I have a dataset, that only takes integer values ($x$ and $y$ coordiantes). E.g. my data is the following: $x = (1,2,2,3,3), y = (1,2,3,3,4)$. I want to make a linear regression through the data, i.e. $y = -0.07+1.21x$. However this function doesn't make sense, as the values are not integers. So instead I rather want an integer valued "linear" function, that best approximates the data. That is I want a function of the form: $$f(x) = [m\cdot x+q]$$ Where $[\cdot ]$ is the nearest integer function. Of all these functions I want [the] one that minimizes $r^2 = \sum_i \left(y_i -f(x_i)\right)^2$
In my dataset $f(x) = [x]$ would be an optimal solution. However the underlying linear function is not unique, e.g. $f(x) = [x+0.1]$ will do equally good. Furthermore the function $f(x) = [1.4x]$ which is indeed different has the same $r^2$.
Is there a (hopefully analytical) way to find one function that minimizes the residuals?
In case the solution is not unique, it would be interesting to know, but not really necessary. Note that the functions $f_1 (x) = [x]$ and $f_2(x) = [x+0.1]$ are the same, if their domain is $\mathbb{Z}$.

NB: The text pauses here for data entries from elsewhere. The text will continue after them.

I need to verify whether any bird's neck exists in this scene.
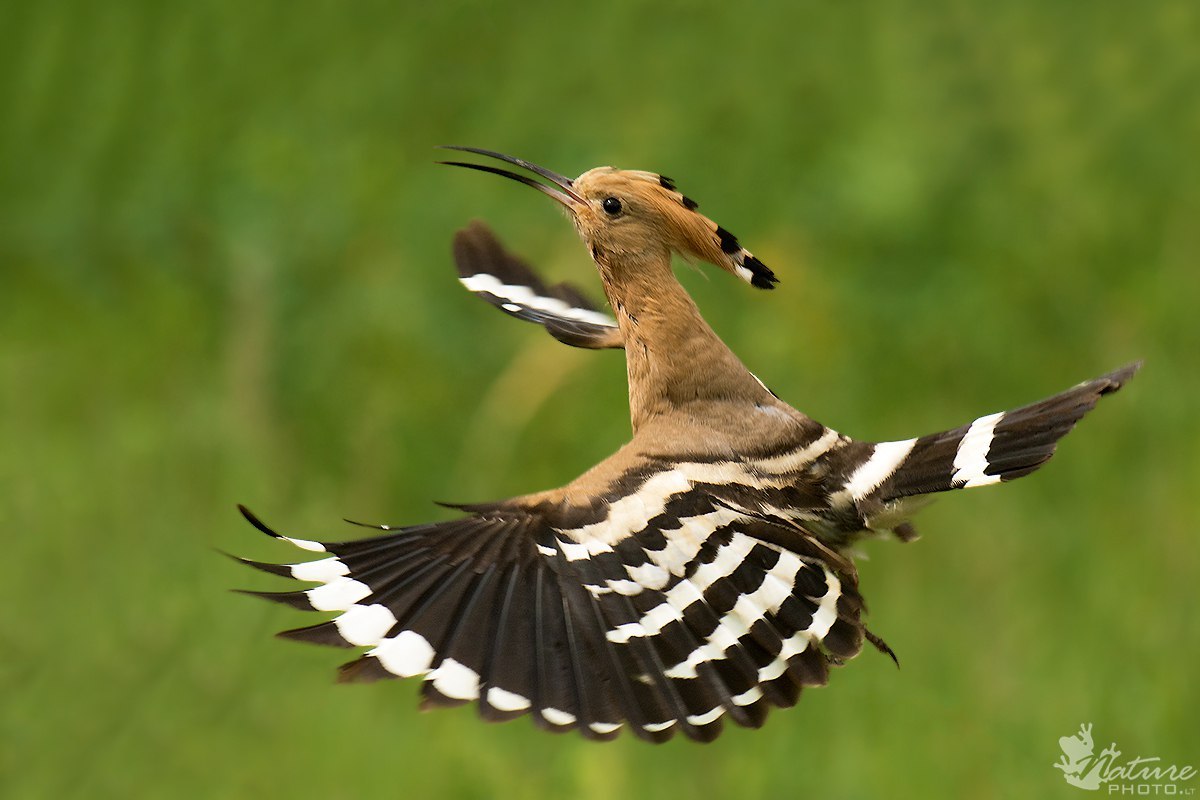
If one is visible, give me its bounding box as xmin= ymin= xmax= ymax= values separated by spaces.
xmin=593 ymin=252 xmax=772 ymax=433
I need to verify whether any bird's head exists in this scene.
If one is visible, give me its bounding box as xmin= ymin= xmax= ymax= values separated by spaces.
xmin=443 ymin=146 xmax=778 ymax=289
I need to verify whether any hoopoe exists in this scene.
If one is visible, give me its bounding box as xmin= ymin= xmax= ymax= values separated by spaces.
xmin=231 ymin=148 xmax=1140 ymax=741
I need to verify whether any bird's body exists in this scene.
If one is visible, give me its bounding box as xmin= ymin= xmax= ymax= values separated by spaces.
xmin=231 ymin=150 xmax=1136 ymax=741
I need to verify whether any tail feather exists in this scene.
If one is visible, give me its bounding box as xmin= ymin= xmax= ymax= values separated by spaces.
xmin=871 ymin=361 xmax=1141 ymax=503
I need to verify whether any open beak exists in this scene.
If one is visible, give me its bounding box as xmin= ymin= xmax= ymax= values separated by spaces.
xmin=438 ymin=144 xmax=587 ymax=213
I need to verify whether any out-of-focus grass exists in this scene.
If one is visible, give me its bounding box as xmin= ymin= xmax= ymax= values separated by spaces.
xmin=0 ymin=0 xmax=1200 ymax=798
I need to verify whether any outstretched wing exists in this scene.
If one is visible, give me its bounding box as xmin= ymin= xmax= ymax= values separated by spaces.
xmin=231 ymin=482 xmax=876 ymax=741
xmin=454 ymin=222 xmax=624 ymax=349
xmin=824 ymin=361 xmax=1141 ymax=537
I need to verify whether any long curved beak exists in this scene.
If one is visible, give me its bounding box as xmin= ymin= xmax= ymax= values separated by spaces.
xmin=438 ymin=144 xmax=587 ymax=213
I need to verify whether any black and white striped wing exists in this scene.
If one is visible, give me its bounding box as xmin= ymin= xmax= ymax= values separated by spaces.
xmin=234 ymin=494 xmax=869 ymax=741
xmin=822 ymin=362 xmax=1141 ymax=536
xmin=454 ymin=222 xmax=624 ymax=349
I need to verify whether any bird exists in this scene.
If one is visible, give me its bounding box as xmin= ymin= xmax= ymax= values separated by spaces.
xmin=231 ymin=145 xmax=1141 ymax=742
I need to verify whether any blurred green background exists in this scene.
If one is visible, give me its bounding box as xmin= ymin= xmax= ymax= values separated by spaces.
xmin=0 ymin=0 xmax=1200 ymax=798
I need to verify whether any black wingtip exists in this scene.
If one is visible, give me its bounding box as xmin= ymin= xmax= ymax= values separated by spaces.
xmin=238 ymin=503 xmax=283 ymax=539
xmin=215 ymin=548 xmax=293 ymax=578
xmin=863 ymin=627 xmax=900 ymax=669
xmin=1097 ymin=359 xmax=1146 ymax=395
xmin=342 ymin=517 xmax=396 ymax=530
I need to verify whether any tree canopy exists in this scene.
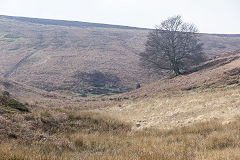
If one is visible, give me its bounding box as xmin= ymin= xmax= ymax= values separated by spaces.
xmin=139 ymin=16 xmax=204 ymax=75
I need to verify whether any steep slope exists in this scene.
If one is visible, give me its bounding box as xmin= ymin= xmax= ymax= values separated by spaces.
xmin=0 ymin=16 xmax=240 ymax=96
xmin=104 ymin=54 xmax=240 ymax=128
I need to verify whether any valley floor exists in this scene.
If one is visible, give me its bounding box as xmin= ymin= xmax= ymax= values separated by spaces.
xmin=0 ymin=85 xmax=240 ymax=160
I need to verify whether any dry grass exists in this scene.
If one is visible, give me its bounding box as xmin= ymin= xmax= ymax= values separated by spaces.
xmin=103 ymin=85 xmax=240 ymax=128
xmin=0 ymin=110 xmax=240 ymax=160
xmin=0 ymin=17 xmax=240 ymax=95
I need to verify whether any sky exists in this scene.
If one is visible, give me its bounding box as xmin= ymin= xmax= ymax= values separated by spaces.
xmin=0 ymin=0 xmax=240 ymax=34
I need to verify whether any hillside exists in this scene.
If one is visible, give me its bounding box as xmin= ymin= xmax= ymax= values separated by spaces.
xmin=0 ymin=16 xmax=240 ymax=97
xmin=0 ymin=54 xmax=240 ymax=160
xmin=104 ymin=54 xmax=240 ymax=129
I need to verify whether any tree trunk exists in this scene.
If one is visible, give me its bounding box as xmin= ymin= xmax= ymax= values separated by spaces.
xmin=173 ymin=66 xmax=181 ymax=76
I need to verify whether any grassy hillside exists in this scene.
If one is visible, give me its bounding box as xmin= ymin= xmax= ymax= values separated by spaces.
xmin=0 ymin=88 xmax=240 ymax=160
xmin=0 ymin=16 xmax=240 ymax=97
xmin=0 ymin=54 xmax=240 ymax=160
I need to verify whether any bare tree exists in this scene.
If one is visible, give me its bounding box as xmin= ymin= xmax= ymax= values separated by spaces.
xmin=139 ymin=16 xmax=204 ymax=75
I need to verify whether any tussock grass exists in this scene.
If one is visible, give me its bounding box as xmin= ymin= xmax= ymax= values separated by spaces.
xmin=0 ymin=107 xmax=240 ymax=160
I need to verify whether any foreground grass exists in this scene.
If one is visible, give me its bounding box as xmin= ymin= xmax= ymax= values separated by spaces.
xmin=0 ymin=109 xmax=240 ymax=160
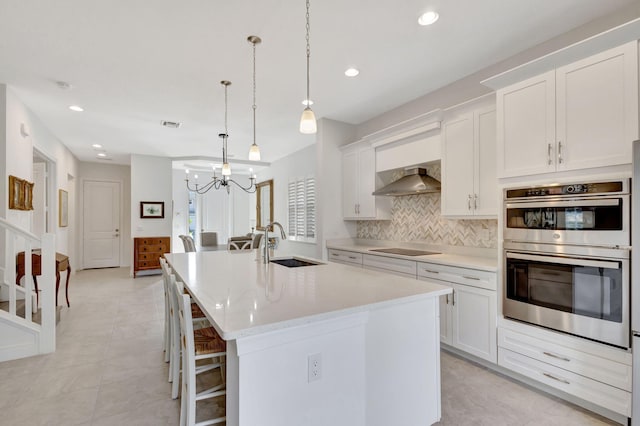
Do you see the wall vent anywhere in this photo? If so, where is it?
[160,120,182,129]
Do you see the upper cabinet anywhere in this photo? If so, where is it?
[342,144,391,220]
[496,41,638,177]
[442,101,498,217]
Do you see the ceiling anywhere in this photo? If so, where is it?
[0,0,637,167]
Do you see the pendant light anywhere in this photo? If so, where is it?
[218,80,231,176]
[247,36,262,161]
[185,80,256,194]
[300,0,318,134]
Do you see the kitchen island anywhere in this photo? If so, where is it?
[166,250,451,426]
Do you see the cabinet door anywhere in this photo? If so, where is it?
[442,113,476,216]
[342,151,358,219]
[496,71,556,177]
[452,284,497,363]
[474,108,499,216]
[440,294,452,345]
[556,41,638,170]
[356,148,376,219]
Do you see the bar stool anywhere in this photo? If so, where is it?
[171,275,227,426]
[160,258,209,399]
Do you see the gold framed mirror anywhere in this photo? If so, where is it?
[256,179,273,231]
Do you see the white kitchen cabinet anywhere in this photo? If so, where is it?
[342,144,391,220]
[442,106,498,217]
[418,262,498,363]
[328,249,362,267]
[498,319,632,417]
[496,41,638,177]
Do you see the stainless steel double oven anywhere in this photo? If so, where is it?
[503,179,631,348]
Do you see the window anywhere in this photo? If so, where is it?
[288,176,316,242]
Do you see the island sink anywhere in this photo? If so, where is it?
[271,257,321,268]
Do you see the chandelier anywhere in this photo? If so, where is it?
[185,36,262,194]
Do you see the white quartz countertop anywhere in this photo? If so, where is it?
[327,241,498,272]
[165,250,451,340]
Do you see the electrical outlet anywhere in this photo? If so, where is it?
[307,354,322,383]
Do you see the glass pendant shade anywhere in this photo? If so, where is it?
[249,143,260,161]
[300,107,318,134]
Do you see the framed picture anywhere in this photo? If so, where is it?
[140,201,164,219]
[58,189,69,228]
[9,175,33,210]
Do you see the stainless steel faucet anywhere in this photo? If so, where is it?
[262,222,287,263]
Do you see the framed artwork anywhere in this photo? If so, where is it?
[58,189,69,228]
[9,175,33,210]
[140,201,164,219]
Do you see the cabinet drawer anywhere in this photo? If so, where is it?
[417,262,497,290]
[498,327,631,392]
[329,249,362,265]
[498,348,631,417]
[138,258,160,268]
[362,254,416,278]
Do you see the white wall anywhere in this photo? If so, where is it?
[316,118,357,259]
[0,84,79,271]
[79,161,132,267]
[254,144,321,257]
[129,155,173,247]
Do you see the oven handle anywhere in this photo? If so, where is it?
[505,198,620,209]
[507,252,620,269]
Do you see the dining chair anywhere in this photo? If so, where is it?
[178,235,196,253]
[171,275,227,426]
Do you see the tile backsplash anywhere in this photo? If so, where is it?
[357,164,498,248]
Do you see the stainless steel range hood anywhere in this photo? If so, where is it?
[372,168,440,197]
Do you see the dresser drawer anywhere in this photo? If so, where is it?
[362,254,416,278]
[498,327,631,392]
[417,262,497,290]
[498,348,631,417]
[329,249,362,265]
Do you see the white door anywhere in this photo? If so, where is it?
[83,181,121,268]
[31,163,48,237]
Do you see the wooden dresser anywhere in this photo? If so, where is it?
[133,237,171,278]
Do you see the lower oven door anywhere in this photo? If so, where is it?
[503,250,630,348]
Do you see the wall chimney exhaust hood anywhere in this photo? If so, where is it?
[372,168,440,197]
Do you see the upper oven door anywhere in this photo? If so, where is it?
[504,195,631,247]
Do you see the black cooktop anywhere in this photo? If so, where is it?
[369,247,441,256]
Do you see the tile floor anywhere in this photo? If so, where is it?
[0,268,613,426]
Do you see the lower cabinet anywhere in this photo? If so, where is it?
[418,263,497,363]
[498,320,632,417]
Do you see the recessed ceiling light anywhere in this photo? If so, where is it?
[344,68,360,77]
[418,12,440,26]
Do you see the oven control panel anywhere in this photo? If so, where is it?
[506,180,628,200]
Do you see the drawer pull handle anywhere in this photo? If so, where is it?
[542,373,571,385]
[542,352,571,362]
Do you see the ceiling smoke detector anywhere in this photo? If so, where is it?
[160,120,182,129]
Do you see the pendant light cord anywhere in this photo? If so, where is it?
[252,41,258,145]
[306,0,311,104]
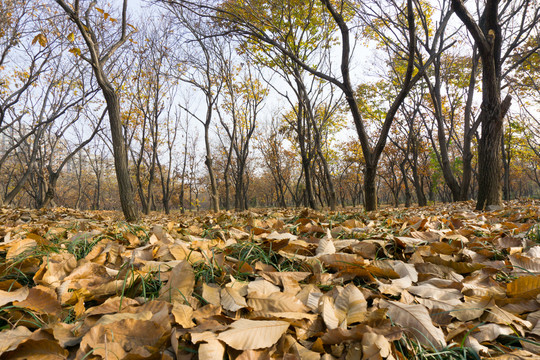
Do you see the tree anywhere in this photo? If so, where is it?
[452,0,540,210]
[55,0,139,222]
[218,59,268,210]
[165,7,223,212]
[163,0,432,210]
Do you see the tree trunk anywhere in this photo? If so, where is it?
[100,88,139,222]
[501,131,510,201]
[364,164,378,211]
[452,0,511,210]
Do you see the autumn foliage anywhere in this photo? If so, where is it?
[0,202,540,359]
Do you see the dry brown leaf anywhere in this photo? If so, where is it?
[316,229,336,256]
[202,283,221,306]
[221,287,248,311]
[506,275,540,299]
[52,322,82,348]
[483,305,533,329]
[362,332,392,360]
[94,311,152,326]
[77,319,168,358]
[34,252,77,287]
[86,296,139,316]
[248,279,279,296]
[380,300,446,350]
[2,339,69,360]
[450,297,493,321]
[172,304,195,329]
[407,284,463,306]
[159,261,195,304]
[247,292,308,312]
[0,287,29,307]
[0,326,32,355]
[218,319,289,350]
[197,339,225,360]
[334,283,367,325]
[472,324,514,342]
[319,295,338,330]
[6,238,37,261]
[13,285,62,317]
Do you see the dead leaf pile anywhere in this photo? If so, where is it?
[0,201,540,359]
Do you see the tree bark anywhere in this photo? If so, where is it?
[452,0,511,210]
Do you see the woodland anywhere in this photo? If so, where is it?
[0,0,540,359]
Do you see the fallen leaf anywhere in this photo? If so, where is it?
[381,300,446,350]
[218,319,289,350]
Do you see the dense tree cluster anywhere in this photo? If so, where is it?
[0,0,540,221]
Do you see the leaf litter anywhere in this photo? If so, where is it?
[0,201,540,359]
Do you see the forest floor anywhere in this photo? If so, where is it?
[0,201,540,359]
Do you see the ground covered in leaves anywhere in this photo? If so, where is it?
[0,201,540,359]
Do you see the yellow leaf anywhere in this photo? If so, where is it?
[218,319,289,350]
[69,48,81,56]
[32,33,47,47]
[506,275,540,299]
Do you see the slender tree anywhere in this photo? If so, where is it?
[55,0,139,222]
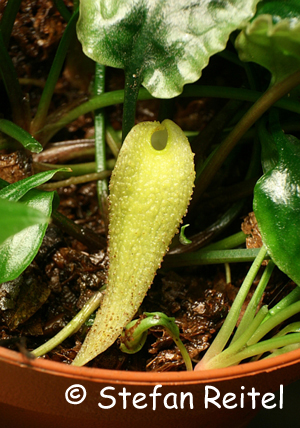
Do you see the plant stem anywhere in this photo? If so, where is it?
[247,301,300,346]
[198,246,267,368]
[1,0,22,48]
[0,119,42,154]
[33,159,115,180]
[94,63,108,229]
[163,248,259,268]
[40,171,111,190]
[106,124,121,158]
[39,85,300,145]
[122,67,142,141]
[193,71,300,200]
[31,287,103,357]
[120,312,193,370]
[205,305,268,369]
[231,260,275,344]
[206,333,300,369]
[263,286,300,322]
[31,10,78,135]
[54,0,72,22]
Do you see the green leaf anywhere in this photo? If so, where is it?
[0,119,43,153]
[77,0,259,98]
[254,122,300,285]
[0,189,54,283]
[0,199,48,246]
[0,168,69,201]
[236,0,300,84]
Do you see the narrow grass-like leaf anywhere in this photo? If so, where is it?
[0,199,49,246]
[0,189,54,283]
[0,168,68,201]
[0,119,43,153]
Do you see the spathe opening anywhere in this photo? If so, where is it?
[151,129,168,150]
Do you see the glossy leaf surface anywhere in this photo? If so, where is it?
[0,189,54,283]
[236,0,300,84]
[254,123,300,285]
[77,0,258,98]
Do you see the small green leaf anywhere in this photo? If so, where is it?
[77,0,259,98]
[0,199,48,247]
[254,122,300,285]
[0,119,43,153]
[0,189,54,283]
[236,0,300,84]
[0,168,69,201]
[179,224,192,245]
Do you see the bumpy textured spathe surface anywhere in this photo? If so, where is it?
[74,120,195,365]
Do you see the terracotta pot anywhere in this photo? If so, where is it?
[0,348,300,428]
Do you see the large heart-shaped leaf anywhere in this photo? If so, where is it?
[254,122,300,285]
[236,0,300,84]
[77,0,259,98]
[0,189,54,283]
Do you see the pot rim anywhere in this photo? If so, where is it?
[0,347,300,385]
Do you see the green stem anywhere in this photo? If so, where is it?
[206,333,300,369]
[31,10,79,135]
[33,159,115,180]
[120,312,193,370]
[231,260,275,343]
[94,63,108,229]
[106,124,121,158]
[40,171,111,190]
[1,0,22,48]
[31,288,103,357]
[193,71,300,200]
[0,119,42,154]
[122,67,142,141]
[247,301,300,346]
[263,286,300,322]
[204,306,268,369]
[39,85,300,144]
[199,246,267,367]
[163,248,259,268]
[54,0,72,22]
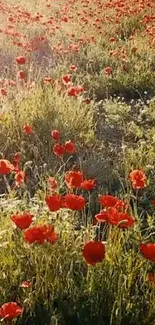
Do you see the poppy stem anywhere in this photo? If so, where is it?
[3,175,11,194]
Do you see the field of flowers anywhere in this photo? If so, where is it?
[0,0,155,325]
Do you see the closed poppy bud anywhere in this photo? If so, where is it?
[16,56,26,65]
[51,130,60,141]
[65,140,76,153]
[45,194,62,211]
[82,241,105,265]
[53,143,65,156]
[0,302,24,320]
[10,212,33,230]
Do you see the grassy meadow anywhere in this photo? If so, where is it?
[0,0,155,325]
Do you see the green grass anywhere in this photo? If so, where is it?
[0,0,155,325]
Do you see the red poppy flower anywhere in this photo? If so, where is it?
[24,225,58,245]
[47,176,58,190]
[81,179,96,191]
[23,124,33,134]
[147,272,155,283]
[43,225,59,244]
[83,241,105,265]
[99,195,118,208]
[15,170,26,186]
[65,194,86,211]
[10,212,33,230]
[150,200,155,207]
[53,143,65,157]
[65,140,76,153]
[16,56,26,65]
[95,210,108,222]
[67,86,78,97]
[20,281,32,288]
[140,243,155,262]
[129,169,147,190]
[24,226,45,245]
[17,70,26,79]
[65,170,83,189]
[44,77,54,84]
[13,152,20,163]
[0,302,24,320]
[70,64,77,71]
[62,74,71,85]
[51,130,60,141]
[45,194,62,212]
[104,67,112,76]
[0,159,14,175]
[107,208,135,228]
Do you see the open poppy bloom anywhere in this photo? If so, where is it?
[20,281,32,288]
[0,159,14,175]
[47,176,58,190]
[140,243,155,262]
[129,169,147,190]
[65,170,83,189]
[83,241,105,265]
[65,194,86,211]
[53,143,65,157]
[107,208,135,228]
[0,302,24,320]
[104,67,112,76]
[10,212,33,230]
[81,179,96,191]
[15,170,26,186]
[17,70,27,79]
[23,124,33,134]
[45,194,62,212]
[95,210,108,222]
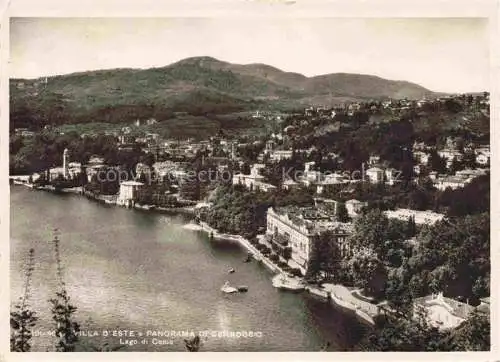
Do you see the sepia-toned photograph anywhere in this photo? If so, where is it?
[8,17,491,352]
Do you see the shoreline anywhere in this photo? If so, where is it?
[10,182,375,327]
[183,222,375,327]
[10,179,195,215]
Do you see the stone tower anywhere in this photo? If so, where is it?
[63,148,69,179]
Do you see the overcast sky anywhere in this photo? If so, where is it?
[10,17,489,92]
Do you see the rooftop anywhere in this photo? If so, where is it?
[120,180,144,186]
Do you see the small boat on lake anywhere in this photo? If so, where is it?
[220,281,238,294]
[272,274,305,291]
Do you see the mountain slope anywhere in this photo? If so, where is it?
[10,57,432,129]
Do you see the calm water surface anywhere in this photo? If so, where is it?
[10,186,364,351]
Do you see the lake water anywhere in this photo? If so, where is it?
[10,186,365,351]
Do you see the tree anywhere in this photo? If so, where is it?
[10,249,38,352]
[359,309,453,352]
[49,232,80,352]
[336,202,350,222]
[429,151,446,174]
[350,251,387,298]
[453,311,491,351]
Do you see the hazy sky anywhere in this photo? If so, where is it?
[10,17,489,92]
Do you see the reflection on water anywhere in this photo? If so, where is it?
[11,187,363,351]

As already proposed by @TZakrevskiy the solution is not unique.
I numerically found that
$$f(x) = [0.9x+b] $$
has with $0\leq b<0.6$ a total least square error of $2$.
Another solution is $$g(x) = [0.8x+b]$$
with $0.1\leq b \leq 6$ we again obtain the least square error of $2$.
By inspection, it is obvious that this value is the lowest value we can achieve, because we have two values at $x=2$ and $x=3$ that have different values (a distance of 1). This can be seen if you just try out all combinations of piecewise linear integer-valued functions that contain at least the first point. That means whatever we do we always get a least squares error of $2$ as long as we want integer values of $f(x)$.
Noting the previous fact we could also pick $f(x)=x$ and still get the same minimal error of $2$. But this function is simple and still has the same least square error of $2$ (formal determination coefficient of $R^2 \approx 0.615$; formal because the intercept is not included). Comparing this value to the Value achieved by linear least squares of $\approx 1.0714$ (determination coefficient of $R^2\approx 0.794$) seems to be acceptable.
Remark: If your data is from a dynamical experiment you could also consider to further investigate hysteresis effects which could be used to obtain a dynamical function that does contain all data values.